More recently, the evolution of SLMs has accelerated with the release of Open-LLaMA-3B, LLaMA-3-8B, Gemma-3-1B, and Phi-3-3.8B between mid-2024 and early 2025. These new models mark a significant step forward in the development of compact yet powerful language models. As innovation continues, SLMs are expected to play an increasingly vital role in AI research and real-world applications.

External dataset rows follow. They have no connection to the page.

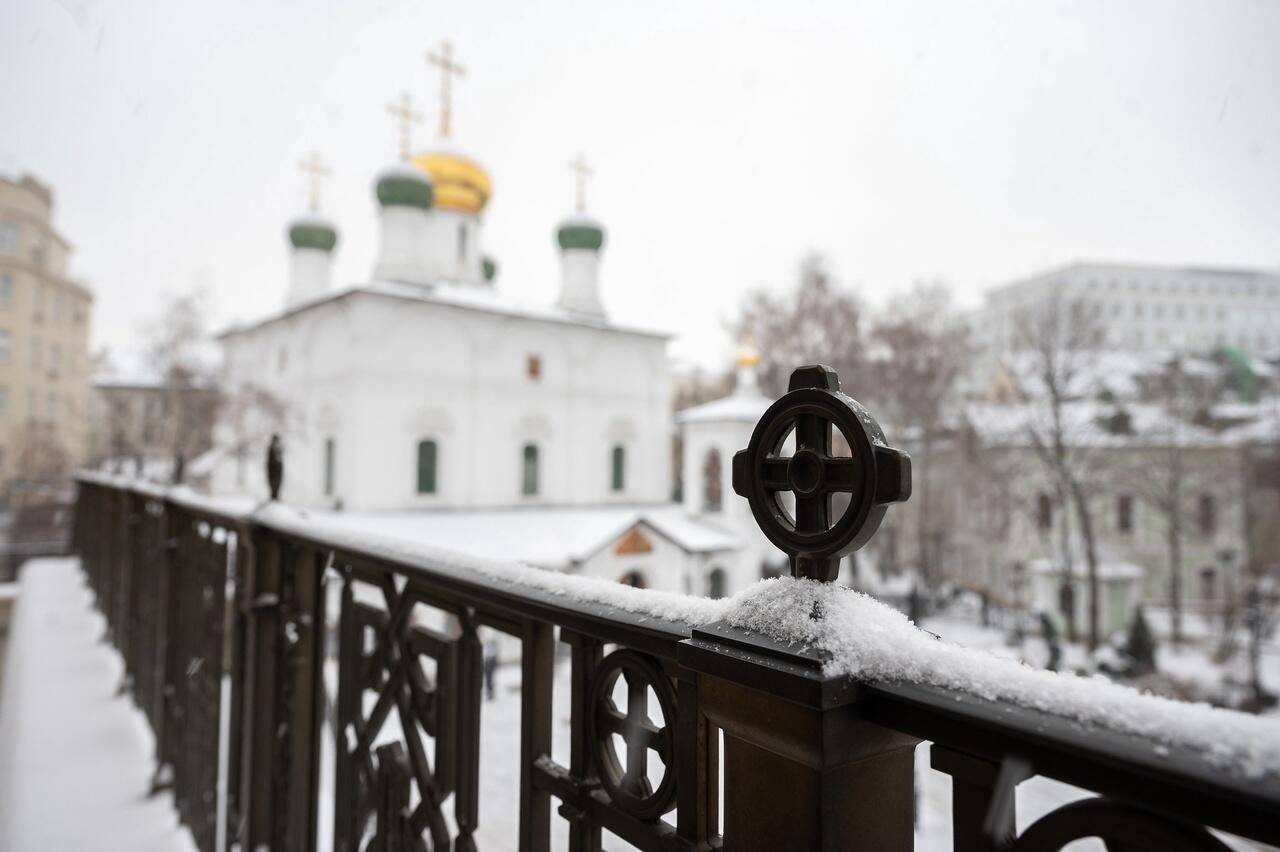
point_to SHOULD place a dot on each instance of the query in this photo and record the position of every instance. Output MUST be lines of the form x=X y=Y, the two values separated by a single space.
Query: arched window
x=618 y=459
x=1043 y=512
x=634 y=578
x=529 y=470
x=1207 y=514
x=426 y=459
x=712 y=481
x=716 y=582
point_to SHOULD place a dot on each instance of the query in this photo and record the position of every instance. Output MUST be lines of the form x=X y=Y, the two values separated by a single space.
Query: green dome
x=405 y=188
x=580 y=233
x=312 y=233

SLM-Bench provides a comprehensive evaluation framework for Small Language Models (SLMs), assessing performance across diverse datasets, tasks, and domains. It ensures rigorous testing in areas like reasoning, classification, and text generation while covering fields such as healthcare, mathematics, and linguistics. Beyond accuracy, it evaluates efficiency through energy consumption, CO₂ emissions, and computational costs, promoting sustainable AI development. This holistic approach helps optimize SLMs for real-world applications while maintaining responsible AI deployment. As SLMs evolve, benchmarks like SLM-Bench will be essential in driving innovation and efficiency.

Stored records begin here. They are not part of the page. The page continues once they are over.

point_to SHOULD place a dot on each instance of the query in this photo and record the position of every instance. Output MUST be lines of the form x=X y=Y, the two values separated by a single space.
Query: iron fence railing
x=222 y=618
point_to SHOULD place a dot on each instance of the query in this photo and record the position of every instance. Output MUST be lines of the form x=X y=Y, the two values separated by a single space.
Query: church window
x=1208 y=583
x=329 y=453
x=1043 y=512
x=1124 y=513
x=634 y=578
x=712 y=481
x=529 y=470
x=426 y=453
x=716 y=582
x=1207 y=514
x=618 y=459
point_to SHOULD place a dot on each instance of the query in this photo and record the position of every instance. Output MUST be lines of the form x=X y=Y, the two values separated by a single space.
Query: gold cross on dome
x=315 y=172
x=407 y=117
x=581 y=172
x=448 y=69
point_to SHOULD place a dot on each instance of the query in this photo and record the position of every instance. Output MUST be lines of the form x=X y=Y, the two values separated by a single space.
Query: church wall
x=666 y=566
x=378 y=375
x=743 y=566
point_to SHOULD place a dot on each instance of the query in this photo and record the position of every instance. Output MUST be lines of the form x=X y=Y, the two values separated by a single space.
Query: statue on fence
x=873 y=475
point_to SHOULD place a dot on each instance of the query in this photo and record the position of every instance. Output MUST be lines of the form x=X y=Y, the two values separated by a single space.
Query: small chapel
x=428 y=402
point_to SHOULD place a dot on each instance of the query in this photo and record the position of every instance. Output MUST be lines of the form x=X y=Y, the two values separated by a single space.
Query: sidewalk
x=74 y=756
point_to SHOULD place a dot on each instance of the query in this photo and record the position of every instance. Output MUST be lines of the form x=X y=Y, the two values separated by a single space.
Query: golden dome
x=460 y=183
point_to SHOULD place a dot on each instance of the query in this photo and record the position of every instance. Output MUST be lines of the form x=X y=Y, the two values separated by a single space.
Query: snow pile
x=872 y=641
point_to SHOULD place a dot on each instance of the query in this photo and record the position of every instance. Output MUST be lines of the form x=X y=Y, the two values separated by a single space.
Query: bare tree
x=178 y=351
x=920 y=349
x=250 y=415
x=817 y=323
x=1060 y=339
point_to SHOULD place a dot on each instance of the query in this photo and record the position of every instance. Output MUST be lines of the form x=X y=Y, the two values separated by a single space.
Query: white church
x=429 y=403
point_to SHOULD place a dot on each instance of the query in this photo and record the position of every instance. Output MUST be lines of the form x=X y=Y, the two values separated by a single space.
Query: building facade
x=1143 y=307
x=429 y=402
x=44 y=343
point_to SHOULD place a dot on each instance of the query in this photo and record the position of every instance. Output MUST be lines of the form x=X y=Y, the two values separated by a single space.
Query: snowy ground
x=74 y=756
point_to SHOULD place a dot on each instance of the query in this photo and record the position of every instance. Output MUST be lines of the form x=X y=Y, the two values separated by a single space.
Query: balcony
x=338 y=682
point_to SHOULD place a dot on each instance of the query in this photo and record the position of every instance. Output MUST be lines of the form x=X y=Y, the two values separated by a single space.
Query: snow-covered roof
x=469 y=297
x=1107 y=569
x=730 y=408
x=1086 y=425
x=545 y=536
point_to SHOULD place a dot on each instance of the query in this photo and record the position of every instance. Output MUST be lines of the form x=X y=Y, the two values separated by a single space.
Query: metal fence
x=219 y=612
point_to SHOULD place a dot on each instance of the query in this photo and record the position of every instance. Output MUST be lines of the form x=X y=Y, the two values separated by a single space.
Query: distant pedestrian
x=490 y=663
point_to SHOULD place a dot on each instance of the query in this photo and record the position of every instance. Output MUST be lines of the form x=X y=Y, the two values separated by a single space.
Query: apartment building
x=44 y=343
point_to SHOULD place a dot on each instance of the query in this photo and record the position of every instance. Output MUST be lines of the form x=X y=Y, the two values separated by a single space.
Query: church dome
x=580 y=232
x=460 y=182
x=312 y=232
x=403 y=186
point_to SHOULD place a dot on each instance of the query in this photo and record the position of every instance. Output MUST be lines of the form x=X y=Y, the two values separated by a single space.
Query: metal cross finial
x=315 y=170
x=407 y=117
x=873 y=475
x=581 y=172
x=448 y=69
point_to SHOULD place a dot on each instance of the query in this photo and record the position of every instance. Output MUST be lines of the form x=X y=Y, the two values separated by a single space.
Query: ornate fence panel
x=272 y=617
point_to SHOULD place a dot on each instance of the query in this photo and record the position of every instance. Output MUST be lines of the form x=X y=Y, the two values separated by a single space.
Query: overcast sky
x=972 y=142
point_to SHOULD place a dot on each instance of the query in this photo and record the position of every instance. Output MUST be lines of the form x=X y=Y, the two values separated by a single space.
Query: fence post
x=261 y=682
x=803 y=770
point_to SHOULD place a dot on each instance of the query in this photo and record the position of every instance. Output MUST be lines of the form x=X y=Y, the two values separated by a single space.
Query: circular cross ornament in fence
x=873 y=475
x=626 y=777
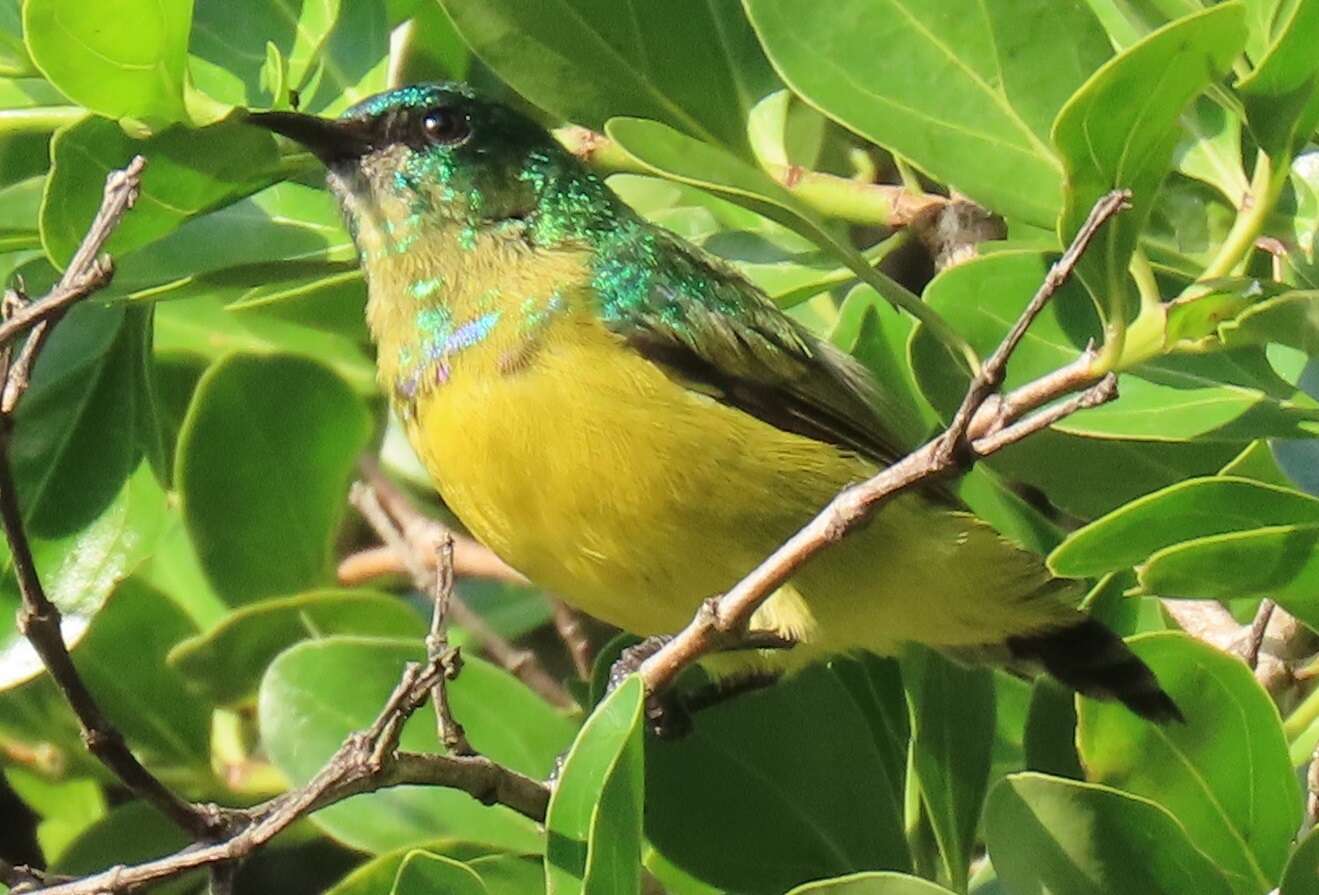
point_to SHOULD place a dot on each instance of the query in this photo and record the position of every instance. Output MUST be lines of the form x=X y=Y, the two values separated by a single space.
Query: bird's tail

SLM-Bench employs a structured evaluation pipeline to assess Small Language Models (SLMs) across multiple tasks, datasets, and performance metrics. It measures correctness through accuracy, F1 score, BLEU, ROUGE, and METEOR, while also considering efficiency factors like runtime, energy consumption, and computational cost. The process involves data loading, preprocessing, model execution, and post-processing, followed by evaluation and reporting. By integrating both correctness and efficiency metrics, SLM-Bench ensures a comprehensive assessment of SLM capabilities. This framework is crucial for optimizing models for real-world applications while promoting sustainable AI development.
The radar charts visualize the correctness of different Small Language Models (SLMs), highlighting their strengths and weaknesses across various dimensions. Zephyr-7B and Mistral-7B demonstrate superior correctness, outperforming other models, while GPT-Neo-1.3B exhibits strong performance in certain aspects but lags in overall correctness. ShearedLlama-2.7B and Phi-1.5B show competitive results but remain behind leading models. These comparisons provide valuable insights into model efficiency, guiding further improvements in SLM development.